# Best saddles for high withered Thoroughbreds?



## VoyPor (29 September 2008)

Hi all - just after some recommendations on what saddles you guys have for your horses with high withers, such as Thoroughbreds.

Thank you.


----------



## pnap (29 September 2008)

Jeffries hi-wither falcon event saddle fits my high withered thoroughbred fine.


----------



## jules89 (29 September 2008)

I had a few very very high withered horses and for dressage, my monoflap Jaguar fits them perfectly (also as well as my perfect conformationned WB lol) and it allowed them to use all their topline muscles unrestrictingly! Expensive, but worthi t.


----------



## quirky (29 September 2008)

[ QUOTE ]
Jeffries hi-wither falcon event saddle fits my high withered thoroughbred fine. 

[/ QUOTE ]

I have one of those that fitted my now deceased high withered TBxW. My saddler did say that a Ray Symonds saddle was particularly good for TB's.


----------



## Nickijem (29 September 2008)

I have a black country GP for my high withered trakehner.  It was the only saddle I could find to fit.

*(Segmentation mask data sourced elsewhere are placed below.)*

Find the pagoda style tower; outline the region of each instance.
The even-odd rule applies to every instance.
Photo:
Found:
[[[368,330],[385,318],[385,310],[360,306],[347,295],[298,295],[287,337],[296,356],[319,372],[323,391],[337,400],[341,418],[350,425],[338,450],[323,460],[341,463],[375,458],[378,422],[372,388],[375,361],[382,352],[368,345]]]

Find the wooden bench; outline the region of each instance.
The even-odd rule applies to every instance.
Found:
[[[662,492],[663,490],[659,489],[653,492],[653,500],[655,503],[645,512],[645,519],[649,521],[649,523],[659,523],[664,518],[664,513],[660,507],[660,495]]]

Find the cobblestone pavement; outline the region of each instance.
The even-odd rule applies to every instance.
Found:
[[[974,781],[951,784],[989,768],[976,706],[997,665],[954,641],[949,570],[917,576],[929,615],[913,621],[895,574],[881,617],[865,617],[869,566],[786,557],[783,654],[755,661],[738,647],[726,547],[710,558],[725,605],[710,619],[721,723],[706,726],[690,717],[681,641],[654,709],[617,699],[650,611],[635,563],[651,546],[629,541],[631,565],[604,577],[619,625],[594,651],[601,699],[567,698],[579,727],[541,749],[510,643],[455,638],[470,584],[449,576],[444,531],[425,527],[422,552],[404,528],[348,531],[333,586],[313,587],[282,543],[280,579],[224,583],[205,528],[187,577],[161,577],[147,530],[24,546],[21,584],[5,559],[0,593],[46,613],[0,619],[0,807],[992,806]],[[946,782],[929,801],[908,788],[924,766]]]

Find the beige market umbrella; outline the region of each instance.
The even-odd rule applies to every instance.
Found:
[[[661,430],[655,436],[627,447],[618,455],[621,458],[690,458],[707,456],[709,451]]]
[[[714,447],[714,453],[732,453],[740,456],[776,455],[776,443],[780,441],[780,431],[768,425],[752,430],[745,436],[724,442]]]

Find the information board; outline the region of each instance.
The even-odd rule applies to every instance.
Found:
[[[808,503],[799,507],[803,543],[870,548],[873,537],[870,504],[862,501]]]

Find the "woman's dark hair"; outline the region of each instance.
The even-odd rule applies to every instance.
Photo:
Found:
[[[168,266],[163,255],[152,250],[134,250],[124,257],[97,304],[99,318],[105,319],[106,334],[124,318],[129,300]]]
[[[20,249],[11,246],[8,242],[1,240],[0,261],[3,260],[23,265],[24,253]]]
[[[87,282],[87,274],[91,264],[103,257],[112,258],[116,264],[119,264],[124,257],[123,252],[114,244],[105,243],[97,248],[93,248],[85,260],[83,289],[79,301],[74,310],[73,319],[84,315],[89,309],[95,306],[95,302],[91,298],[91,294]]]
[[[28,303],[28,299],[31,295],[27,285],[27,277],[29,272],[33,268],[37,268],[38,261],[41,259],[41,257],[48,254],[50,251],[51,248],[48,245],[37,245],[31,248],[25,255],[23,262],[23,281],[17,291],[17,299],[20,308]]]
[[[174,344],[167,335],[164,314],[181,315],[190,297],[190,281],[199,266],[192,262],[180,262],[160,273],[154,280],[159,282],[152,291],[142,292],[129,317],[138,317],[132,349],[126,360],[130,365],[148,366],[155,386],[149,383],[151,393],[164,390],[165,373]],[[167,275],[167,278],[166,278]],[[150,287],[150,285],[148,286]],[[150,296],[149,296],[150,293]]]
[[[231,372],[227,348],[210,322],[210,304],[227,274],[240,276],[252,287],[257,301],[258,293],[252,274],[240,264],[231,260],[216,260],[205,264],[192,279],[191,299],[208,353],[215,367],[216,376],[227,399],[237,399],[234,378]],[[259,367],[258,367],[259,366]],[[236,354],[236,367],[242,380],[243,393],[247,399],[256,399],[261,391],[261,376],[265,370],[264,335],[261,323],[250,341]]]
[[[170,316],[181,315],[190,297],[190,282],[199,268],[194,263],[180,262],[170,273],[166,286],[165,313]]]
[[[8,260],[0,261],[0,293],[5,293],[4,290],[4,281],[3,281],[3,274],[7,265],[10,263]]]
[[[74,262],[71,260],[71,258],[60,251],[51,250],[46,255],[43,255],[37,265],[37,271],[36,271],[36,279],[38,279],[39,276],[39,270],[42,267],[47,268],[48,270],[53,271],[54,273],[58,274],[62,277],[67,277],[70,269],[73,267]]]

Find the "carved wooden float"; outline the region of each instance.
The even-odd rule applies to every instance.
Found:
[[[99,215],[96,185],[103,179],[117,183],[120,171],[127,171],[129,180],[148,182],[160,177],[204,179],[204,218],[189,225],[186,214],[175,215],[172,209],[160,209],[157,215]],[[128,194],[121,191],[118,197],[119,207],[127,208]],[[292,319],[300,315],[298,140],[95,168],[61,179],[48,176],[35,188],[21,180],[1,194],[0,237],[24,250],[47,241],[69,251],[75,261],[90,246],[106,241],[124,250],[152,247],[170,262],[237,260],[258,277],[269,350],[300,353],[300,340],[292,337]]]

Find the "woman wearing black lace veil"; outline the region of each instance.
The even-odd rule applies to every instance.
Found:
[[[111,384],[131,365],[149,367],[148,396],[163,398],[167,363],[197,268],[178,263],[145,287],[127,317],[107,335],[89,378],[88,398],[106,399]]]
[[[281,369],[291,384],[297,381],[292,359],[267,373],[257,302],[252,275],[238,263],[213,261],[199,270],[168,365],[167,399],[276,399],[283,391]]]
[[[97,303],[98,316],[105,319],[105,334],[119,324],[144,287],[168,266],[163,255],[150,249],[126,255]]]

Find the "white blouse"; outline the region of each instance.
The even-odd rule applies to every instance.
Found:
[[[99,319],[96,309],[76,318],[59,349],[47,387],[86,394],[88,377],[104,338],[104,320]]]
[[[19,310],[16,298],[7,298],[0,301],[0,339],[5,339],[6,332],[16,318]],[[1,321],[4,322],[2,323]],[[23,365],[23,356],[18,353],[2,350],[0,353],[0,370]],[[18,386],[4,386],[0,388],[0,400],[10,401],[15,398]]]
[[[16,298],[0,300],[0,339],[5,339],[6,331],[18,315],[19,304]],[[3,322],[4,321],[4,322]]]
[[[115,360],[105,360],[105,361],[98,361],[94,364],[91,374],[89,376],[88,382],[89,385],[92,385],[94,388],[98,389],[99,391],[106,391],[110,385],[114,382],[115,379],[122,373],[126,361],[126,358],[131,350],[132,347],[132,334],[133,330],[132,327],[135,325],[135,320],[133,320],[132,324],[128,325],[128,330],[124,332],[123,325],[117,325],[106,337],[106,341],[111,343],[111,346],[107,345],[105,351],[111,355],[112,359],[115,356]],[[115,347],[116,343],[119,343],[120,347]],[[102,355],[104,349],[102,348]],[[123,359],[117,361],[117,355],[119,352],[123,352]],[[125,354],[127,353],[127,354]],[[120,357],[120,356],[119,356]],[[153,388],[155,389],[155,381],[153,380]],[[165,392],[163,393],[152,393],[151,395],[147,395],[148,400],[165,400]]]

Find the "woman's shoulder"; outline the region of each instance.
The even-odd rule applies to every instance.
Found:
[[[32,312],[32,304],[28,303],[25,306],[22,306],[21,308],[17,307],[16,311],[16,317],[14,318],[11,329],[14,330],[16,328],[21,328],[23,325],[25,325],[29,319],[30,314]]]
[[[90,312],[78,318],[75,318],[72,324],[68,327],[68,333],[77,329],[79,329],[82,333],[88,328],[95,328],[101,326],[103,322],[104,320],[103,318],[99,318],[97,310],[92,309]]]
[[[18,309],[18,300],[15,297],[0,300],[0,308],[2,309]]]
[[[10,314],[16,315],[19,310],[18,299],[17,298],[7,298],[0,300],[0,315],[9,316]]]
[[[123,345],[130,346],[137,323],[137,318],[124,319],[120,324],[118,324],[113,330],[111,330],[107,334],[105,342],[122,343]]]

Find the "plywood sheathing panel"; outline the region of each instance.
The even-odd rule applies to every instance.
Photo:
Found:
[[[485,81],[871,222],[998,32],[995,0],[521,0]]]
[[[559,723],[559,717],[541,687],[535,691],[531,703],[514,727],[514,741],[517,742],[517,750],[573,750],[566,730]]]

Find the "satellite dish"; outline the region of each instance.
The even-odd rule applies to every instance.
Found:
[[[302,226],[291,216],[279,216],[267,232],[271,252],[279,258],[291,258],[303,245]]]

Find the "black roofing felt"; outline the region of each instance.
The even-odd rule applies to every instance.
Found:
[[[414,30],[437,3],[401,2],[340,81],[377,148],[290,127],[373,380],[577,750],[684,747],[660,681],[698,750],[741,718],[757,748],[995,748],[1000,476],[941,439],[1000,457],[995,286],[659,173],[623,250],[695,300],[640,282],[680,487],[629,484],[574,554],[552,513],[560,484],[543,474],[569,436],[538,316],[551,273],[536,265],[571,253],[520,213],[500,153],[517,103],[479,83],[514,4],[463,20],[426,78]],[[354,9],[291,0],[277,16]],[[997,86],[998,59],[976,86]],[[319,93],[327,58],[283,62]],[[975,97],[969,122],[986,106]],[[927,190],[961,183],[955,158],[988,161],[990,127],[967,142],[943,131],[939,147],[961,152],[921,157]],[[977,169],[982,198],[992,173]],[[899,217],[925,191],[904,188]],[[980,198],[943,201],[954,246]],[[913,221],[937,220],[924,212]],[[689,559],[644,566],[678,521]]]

They are specially made for high-withered horses.


----------



## alicep (29 September 2008)

GFS do a thoroughbred saddle. i had a thorowgood one then brought one of these.


----------



## Baggybreeches (29 September 2008)

Firstly I love the username!
I have a Prestige Golden Star and it fits my high withered TB perfectly always has done since the saddler told me to try it even though I couldn't afford it (It was £400 over my £250 temporary saddle budget!) He does fill out at various times but it never restricts and is well back off his shoulder.


----------



## Gorgeous George (30 September 2008)

George is 3/4 TB and is quite high withered, he has a fairly bog standard jeffries GP (don't know model as it was 2nd hand) and his dressage saddle is a barnsby APS - tree is adjustable which was useful to perfect the fit.


----------



## Sparklet (30 September 2008)

I have an ideal dressage saddle in a medium fit but it has been modified with a dropped template


----------



## Coffee_Bean (30 September 2008)

I have a keiffer with a cut back head which fits well with a wither pad.


----------



## amiacat (30 September 2008)

[ QUOTE ]
[ QUOTE ]
Jeffries hi-wither falcon event saddle fits my high withered thoroughbred fine. 

[/ QUOTE ]

I have one of those that fitted my now deceased high withered TBxW. My saddler did say that a Ray Symonds saddle was particularly good for TB's. 

[/ QUOTE ]

I have a Symonds GP saddle for my TB and it fits really well, and very comfortable for me. Mine has detachable knee rolls too but they don't all so it's down to personal preference I guess. Mine was brand new and I have heard that there aren't many second-hand ones around...but don't know how true this is.


----------